Pendidikan berbasis masyarakat dijelaskan dalam Undang-Undang Nomor 20 Tahun 2003 Tentang Sistem Pendidikan Nasional Pasal 1 ayat 16, dengan mengharapkan peyelenggaraan pendidikan berbasis pada nilai-nilai yang ada dalam masyarakat. Seperti kekhasan agama, sosial, budaya, aspirasi dan segala potensi dalam masyarakat sebagai perwujudan dari, oleh, dan untuk masyarakat.

Sinergitas antara keluarga dan masyarakat dalam satuan pendidikan nasional yang berlangsung secara konsisten, berteguh pada komitmen bersama dan berjalan secara kontinu. Dengan perlahan akan melahirkan anak-anak yang berkarakter, yang berjiwa pembaharu dengan ruh Pancasila, dan anak yang religius dengan integritas nilai-nilai moral yang tertanam padanya. Sumber daya manusia seperti itu sangat dibutuhkan oleh bangsa, untuk dapat menghadapi tantangan masa kini dan masa depan.

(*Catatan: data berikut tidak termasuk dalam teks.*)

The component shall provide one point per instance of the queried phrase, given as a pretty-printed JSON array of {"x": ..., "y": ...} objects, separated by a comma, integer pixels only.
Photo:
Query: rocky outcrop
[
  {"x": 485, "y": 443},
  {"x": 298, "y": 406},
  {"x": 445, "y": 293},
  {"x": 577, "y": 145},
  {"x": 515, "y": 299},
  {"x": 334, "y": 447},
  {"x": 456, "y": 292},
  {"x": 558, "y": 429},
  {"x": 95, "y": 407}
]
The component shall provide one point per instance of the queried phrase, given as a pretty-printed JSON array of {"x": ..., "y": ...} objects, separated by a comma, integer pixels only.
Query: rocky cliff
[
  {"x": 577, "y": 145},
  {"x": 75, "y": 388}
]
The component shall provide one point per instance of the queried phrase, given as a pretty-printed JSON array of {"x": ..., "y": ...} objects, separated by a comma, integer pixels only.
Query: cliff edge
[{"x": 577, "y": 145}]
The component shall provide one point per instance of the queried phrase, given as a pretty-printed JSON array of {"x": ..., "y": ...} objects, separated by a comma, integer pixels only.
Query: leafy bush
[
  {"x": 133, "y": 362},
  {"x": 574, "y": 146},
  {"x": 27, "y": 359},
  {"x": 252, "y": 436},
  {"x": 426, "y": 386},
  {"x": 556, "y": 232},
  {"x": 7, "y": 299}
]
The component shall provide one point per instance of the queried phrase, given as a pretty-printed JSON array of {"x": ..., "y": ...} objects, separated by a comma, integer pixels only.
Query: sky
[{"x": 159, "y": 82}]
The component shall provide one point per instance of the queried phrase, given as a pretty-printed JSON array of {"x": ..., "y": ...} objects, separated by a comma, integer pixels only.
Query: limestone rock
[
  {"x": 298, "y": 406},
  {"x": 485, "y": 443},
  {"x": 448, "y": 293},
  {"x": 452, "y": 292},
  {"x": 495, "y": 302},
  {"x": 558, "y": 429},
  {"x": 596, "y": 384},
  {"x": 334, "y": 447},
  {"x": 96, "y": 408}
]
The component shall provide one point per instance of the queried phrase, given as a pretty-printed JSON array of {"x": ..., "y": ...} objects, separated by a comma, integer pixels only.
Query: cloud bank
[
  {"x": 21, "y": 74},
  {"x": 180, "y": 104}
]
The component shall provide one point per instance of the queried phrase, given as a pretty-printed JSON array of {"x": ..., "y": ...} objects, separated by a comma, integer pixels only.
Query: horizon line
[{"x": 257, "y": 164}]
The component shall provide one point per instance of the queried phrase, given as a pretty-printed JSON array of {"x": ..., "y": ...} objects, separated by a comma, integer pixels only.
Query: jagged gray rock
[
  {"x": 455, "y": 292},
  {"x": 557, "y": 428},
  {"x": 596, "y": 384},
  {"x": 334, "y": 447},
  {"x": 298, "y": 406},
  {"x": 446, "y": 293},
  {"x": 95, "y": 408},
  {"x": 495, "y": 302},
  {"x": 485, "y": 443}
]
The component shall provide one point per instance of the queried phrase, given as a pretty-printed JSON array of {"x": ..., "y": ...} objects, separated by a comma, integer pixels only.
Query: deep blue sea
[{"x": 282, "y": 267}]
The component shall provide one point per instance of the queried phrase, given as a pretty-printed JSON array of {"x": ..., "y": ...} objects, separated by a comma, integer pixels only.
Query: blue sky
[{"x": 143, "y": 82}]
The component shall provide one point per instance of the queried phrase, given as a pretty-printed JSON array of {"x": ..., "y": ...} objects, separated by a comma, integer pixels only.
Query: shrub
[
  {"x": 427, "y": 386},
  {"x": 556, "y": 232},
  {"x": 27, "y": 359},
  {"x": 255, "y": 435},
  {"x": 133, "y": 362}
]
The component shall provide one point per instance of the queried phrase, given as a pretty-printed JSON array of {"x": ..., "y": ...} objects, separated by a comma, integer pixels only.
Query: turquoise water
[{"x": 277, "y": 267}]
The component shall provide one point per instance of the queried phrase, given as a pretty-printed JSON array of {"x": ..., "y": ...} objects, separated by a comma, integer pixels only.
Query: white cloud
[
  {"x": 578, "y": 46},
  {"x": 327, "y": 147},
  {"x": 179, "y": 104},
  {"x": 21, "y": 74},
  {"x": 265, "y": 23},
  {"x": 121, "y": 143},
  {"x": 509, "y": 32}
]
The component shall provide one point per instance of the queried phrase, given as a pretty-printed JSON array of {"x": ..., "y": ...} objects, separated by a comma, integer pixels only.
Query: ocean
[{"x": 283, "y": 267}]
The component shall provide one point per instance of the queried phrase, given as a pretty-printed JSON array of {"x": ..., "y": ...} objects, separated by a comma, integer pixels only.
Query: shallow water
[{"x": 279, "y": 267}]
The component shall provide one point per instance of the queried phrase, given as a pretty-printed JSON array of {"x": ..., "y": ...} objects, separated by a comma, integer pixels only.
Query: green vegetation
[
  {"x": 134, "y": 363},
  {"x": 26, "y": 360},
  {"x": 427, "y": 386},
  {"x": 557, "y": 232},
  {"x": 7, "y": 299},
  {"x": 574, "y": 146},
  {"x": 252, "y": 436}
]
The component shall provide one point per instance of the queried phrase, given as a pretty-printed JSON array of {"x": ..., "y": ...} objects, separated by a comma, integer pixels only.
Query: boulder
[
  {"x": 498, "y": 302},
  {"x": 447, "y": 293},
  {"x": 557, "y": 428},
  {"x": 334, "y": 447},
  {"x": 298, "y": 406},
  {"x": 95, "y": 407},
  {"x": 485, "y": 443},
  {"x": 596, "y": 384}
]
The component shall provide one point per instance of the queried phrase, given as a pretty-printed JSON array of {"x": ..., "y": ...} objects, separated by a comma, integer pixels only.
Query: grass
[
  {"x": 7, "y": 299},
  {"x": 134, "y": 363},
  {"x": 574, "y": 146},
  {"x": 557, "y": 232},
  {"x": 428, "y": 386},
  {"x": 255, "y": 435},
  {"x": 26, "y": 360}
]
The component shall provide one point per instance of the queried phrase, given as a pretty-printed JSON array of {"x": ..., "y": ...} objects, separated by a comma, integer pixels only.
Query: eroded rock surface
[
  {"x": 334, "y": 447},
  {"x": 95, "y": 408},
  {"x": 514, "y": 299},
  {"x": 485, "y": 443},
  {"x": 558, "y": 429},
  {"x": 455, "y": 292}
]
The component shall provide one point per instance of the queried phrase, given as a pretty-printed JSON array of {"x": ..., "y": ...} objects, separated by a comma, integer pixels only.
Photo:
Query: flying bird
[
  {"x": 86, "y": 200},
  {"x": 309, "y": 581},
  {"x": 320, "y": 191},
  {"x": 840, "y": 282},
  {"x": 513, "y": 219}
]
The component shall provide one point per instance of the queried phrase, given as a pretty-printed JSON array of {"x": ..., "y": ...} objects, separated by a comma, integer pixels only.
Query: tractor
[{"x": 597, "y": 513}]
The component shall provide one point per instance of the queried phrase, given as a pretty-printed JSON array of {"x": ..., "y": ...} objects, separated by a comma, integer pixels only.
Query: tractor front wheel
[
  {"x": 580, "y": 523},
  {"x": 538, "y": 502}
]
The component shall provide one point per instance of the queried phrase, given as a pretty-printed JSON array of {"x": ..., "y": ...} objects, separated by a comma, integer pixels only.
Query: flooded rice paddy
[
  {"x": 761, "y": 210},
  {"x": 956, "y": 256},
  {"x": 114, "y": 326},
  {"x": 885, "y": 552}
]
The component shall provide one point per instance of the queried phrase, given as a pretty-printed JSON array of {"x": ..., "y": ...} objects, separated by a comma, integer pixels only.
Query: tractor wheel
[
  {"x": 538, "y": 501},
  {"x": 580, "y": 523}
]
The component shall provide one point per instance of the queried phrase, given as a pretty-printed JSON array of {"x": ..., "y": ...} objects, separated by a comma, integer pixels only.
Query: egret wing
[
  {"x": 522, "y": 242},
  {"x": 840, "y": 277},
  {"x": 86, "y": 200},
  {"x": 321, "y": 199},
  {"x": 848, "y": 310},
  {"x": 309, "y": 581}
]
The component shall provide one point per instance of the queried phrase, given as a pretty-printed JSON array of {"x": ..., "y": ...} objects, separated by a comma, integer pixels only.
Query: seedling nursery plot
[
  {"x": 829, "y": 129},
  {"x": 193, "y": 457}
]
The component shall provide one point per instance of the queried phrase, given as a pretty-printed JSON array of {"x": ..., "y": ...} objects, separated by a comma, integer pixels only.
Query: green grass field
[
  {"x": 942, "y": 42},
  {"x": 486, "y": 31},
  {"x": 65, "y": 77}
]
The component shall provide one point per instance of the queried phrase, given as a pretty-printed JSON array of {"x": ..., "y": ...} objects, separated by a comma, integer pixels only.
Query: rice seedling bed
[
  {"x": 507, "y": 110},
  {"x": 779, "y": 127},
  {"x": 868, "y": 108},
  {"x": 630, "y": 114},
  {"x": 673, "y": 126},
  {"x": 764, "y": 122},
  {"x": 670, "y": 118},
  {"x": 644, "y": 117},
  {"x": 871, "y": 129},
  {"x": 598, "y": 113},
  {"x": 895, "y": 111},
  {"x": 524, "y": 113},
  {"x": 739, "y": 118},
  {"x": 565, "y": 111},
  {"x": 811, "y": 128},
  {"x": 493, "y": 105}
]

Keserasian dari unsur-unsur yang termaktub dalam Tri Pusat Pendidikan tersebut, selain dapat mewujudkan tujuan Pendidikan nasional, juga dapat mendukung Penguatan Pendidikan Karakter (PPK) yang saat ini sedang di upayakan oleh pemerintah lewat Peraturan Presiden Nomor 87 Tahun 2017 Tentang Penguatan Pendidikan Karakter. Dalam Perpres tersebut Pendidikan karakter dimaksudkan sebagai  gerakan Pendidikan di bawah tanggung jawab satuan Pendidikan untuk memperkuat karakter peserta didik melalui harmonisasi olah hati, olah rasa, olah pikir, dan olah raga dengan pelibatan kerja sama antara satuan pendidikan, keluarga,  dan masyarakat sebagai bagian dari Gerakan Nasional Revolusi Mental (GNRM).